Invoicing

Fixed Price

A set project cost agreed upon upfront, regardless of actual time or materials used.

Definition

Fixed-price billing sets a predetermined total cost for a defined scope of work. The client pays the agreed amount regardless of whether the project takes more or less time than estimated. This shifts scope risk to the service provider—if the project takes longer, the provider absorbs the extra cost.

Fixed pricing requires clear scope definition upfront. Any work outside the defined scope requires a change order with additional pricing. Without clear boundaries, fixed-price projects are vulnerable to scope creep that erodes profitability.

Why It Matters

Fixed pricing gives clients budget certainty—they know exactly what they'll pay. This simplifies client decision-making and purchasing processes. Many clients prefer fixed pricing because it eliminates surprise costs and makes budget allocation straightforward.
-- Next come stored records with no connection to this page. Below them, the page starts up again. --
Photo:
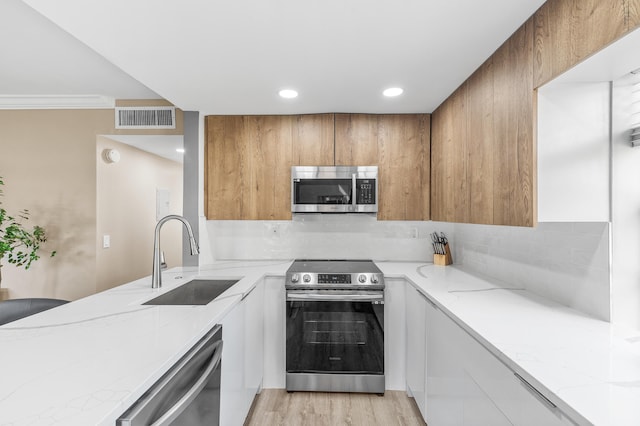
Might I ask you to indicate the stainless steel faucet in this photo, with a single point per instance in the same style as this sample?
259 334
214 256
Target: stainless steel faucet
156 275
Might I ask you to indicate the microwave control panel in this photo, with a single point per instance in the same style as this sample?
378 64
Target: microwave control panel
365 191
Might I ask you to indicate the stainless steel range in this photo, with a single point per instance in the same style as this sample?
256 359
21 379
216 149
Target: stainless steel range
335 326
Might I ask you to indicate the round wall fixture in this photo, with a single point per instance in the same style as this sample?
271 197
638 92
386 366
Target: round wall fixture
111 155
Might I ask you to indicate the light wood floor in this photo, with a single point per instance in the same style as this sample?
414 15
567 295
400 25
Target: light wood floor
275 407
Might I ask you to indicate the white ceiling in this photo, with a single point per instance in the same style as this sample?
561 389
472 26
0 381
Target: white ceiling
232 57
39 58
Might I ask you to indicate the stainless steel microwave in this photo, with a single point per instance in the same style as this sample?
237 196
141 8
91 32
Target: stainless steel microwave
334 189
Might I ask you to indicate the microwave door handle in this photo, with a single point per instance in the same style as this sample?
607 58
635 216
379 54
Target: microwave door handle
353 191
177 409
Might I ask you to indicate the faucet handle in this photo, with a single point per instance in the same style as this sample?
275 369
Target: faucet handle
163 263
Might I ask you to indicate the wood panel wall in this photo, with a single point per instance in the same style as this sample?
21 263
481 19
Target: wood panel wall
483 136
569 31
634 14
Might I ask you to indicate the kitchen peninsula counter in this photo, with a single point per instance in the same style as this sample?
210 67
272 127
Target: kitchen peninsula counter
86 362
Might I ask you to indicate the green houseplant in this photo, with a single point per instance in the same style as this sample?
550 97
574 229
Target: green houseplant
18 244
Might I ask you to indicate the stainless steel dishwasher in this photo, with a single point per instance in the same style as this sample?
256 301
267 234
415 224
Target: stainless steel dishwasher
188 394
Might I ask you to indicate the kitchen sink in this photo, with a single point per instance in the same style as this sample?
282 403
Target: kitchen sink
195 292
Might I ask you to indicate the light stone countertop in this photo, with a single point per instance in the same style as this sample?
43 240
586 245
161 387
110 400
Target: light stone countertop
86 362
589 368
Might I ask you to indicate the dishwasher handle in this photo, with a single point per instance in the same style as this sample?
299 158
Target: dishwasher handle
173 412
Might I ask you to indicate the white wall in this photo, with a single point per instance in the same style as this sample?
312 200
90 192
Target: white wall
573 152
626 212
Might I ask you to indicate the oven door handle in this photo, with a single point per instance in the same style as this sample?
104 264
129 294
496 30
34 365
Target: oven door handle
319 297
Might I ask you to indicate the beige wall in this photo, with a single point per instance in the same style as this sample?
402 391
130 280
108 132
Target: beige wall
48 162
126 211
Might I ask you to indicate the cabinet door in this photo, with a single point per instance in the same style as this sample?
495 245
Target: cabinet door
274 333
313 140
248 162
253 343
394 335
247 167
416 311
232 380
454 397
399 145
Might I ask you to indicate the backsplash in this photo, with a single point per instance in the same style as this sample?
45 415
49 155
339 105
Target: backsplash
564 261
343 236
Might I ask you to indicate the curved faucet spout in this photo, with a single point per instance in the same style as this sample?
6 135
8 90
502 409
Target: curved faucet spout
156 275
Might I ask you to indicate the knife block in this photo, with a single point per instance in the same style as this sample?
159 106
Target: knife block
443 259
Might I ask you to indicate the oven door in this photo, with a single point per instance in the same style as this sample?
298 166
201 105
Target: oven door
335 332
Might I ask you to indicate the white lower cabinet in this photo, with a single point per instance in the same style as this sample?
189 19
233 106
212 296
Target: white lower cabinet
456 381
242 357
416 312
274 333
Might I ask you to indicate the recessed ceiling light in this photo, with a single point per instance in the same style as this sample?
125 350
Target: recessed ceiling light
392 91
288 93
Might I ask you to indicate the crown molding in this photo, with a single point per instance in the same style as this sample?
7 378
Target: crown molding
56 102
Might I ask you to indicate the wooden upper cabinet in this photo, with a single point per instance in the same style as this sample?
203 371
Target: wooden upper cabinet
481 146
634 14
248 162
514 148
399 145
449 159
249 159
569 31
226 167
356 139
313 140
482 142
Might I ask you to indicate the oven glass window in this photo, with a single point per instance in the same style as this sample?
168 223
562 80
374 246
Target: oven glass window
335 337
323 191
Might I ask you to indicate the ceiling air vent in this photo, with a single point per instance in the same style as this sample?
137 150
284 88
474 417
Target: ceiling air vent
160 117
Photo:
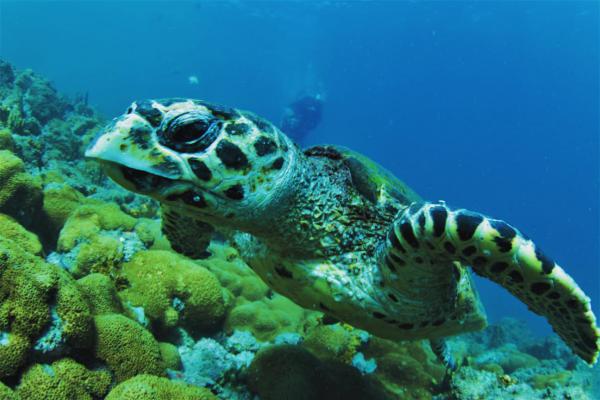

For providers, fixed pricing can be more profitable than hourly if you're efficient. But it requires accurate estimation and scope management. Underestimating scope on fixed projects can be costly. Many providers add contingency buffers (10-25%) to fixed quotes to account for unknowns.

Examples

  • 1

    A web agency quotes $15,000 fixed for a 5-page website with defined specifications and revision limits.

  • 2

    A consultant offers fixed-price strategy packages: Basic ($5,000), Standard ($10,000), Premium ($20,000) with clearly defined deliverables.

  • 3

    A developer includes a change order clause: any requirements beyond the initial scope are billed at $150/hour.